Appellant is a corporation organized under the laws of New York, where it has its principal place of business and its "commercial domicile." It does business in many States, including Vermont, where it engages in the wholesale and retail marketing of petroleum products. Vermont imposed a corporate income tax, calculated by means of an apportionment formula, upon "foreign source" dividend income received by appellant from its subsidiaries and affiliates doing business abroad. Appellant challenged the tax on the grounds, inter alia, that it violated the Due Process Clause of the Fourteenth Amendment and the Commerce Clause, but the tax ultimately was upheld by the Vermont Supreme Court.

Held:

1. The tax does not violate the Due Process Clause. There is a sufficient "nexus" between Vermont and appellant to justify the tax, and neither the "foreign source" of the income in question nor the fact that it was received in the form of dividends from subsidiaries and affiliates precludes its taxability. Appellant failed to establish that its subsidiaries and affiliates engage in business activities unrelated to its sale of petroleum products in Vermont, and accordingly it has failed to sustain its burden of proving that its "foreign source" dividends are exempt, as a matter of due process, from fairly apportioned income taxation by Vermont. Pp. 436-442.

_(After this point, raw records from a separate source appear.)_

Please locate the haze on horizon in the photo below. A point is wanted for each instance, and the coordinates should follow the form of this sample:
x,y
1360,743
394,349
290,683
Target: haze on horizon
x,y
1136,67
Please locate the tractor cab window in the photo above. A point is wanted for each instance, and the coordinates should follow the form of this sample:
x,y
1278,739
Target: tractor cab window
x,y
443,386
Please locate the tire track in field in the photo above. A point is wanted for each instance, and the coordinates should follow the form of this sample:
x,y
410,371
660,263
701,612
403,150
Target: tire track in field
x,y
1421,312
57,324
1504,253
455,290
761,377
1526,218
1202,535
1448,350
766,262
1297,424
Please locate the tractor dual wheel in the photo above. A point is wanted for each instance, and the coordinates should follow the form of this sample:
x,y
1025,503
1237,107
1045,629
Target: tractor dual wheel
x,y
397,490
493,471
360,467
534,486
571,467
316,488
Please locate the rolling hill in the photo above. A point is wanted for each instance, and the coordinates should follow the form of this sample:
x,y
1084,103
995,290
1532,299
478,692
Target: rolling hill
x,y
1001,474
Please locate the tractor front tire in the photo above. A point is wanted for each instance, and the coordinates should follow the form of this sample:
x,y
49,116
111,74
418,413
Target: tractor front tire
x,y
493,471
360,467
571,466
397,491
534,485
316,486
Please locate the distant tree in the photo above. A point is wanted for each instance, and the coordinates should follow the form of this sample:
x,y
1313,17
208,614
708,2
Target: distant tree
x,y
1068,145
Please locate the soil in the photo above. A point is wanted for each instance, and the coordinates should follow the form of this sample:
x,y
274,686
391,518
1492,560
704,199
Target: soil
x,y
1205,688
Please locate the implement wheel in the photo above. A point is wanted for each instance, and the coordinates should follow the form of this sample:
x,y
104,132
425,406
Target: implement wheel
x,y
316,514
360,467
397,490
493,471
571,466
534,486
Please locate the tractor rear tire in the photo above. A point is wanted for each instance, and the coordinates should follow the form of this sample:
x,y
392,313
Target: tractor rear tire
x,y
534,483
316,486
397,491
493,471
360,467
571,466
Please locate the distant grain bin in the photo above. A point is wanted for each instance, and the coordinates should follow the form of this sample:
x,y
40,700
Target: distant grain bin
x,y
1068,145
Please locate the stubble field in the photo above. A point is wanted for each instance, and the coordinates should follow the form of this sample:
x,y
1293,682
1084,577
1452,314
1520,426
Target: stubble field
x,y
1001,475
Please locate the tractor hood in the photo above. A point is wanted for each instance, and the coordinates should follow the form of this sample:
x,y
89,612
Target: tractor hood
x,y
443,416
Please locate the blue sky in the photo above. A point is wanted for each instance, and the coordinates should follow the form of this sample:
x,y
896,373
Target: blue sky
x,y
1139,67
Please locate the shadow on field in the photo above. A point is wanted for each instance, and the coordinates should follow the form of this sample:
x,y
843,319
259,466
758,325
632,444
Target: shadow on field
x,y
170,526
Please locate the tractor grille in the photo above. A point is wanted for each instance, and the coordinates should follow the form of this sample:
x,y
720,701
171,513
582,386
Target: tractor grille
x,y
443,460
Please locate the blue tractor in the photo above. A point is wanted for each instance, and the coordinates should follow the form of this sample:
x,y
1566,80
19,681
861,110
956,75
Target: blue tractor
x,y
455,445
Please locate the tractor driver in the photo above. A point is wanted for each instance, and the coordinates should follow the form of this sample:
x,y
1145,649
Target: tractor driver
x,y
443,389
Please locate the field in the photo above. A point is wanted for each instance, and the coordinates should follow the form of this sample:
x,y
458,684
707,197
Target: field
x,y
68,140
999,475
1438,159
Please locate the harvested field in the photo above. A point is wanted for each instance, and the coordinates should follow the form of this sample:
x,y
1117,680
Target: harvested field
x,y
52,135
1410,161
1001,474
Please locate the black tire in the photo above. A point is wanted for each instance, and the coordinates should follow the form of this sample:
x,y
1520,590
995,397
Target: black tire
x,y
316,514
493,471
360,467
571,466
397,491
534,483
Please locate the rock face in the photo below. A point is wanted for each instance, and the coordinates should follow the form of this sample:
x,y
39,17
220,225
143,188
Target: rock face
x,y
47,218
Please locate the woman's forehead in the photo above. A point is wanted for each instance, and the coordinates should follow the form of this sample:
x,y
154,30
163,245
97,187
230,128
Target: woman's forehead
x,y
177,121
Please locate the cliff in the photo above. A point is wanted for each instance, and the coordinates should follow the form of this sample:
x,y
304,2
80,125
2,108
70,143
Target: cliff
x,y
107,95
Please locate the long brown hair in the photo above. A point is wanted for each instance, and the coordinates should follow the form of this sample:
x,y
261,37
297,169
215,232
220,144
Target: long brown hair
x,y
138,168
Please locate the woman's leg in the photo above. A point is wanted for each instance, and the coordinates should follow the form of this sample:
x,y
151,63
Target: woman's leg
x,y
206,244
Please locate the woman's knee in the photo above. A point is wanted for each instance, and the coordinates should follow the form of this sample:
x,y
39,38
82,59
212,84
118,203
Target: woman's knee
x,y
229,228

2. Nor does the tax violate the Commerce Clause. Pp. 442-449.

(a) The tax does not impose a burden on interstate commerce by virtue of its effect relative to appellant’s income tax liability in other States. Assuming that New York, the State of "commercial domicile," has the authority to impose some tax on appellant’s dividend income, there is no reason why that power should be exclusive when the dividends reflect income from a unitary business, part of which is conducted in other States. The income bears relation to benefits and privileges conferred by several States, and, in these circumstances, apportionment, rather than allocation, is ordinarily the accepted method of taxation. Vermont’s interest in taxing a proportionate share of appellant’s dividend income thus is not overridden by any interest of the State of "commercial domicile." Pp. 443-446.

(b) Nor does the tax impose a burden on foreign commerce. Appellant’s argument that the risk of multiple taxation abroad requires allocation of "foreign source" income to a single situs at home, is without merit in the present context. That argument attempts to focus attention on the effect of foreign taxation when the effect of domestic taxation is the only real issue; its logic is not limited to dividend income, but would apply to any income arguably earned from foreign commerce, so that acceptance of the argument would make it difficult for state taxing authorities to determine whether income does or does not have a foreign source; the argument underestimates this Court’s power to correct discriminatory taxation of foreign commerce that results from multiple state taxation; and its acceptance would not guarantee a lesser domestic tax burden on dividend income from foreign sources. Japan Line, Ltd. v. County of Los Angeles, 441 U.S. 434, which concerned property taxation of instrumentalities of foreign commerce, does not provide an analogy for this case. Pp. 446-449.

136 Vt. 545, 394 A.2d 1147, affirmed.

BLACKMUN, J., delivered the opinion of the Court, in which BURGER, C.J., and BRENNAN, WHITE, POWELL, and REHNQUIST, JJ., joined. STEVENS, J., filed a dissenting opinion, post, p. 449. STEWART and MARSHALL, JJ., took no part in the consideration or decision of the case.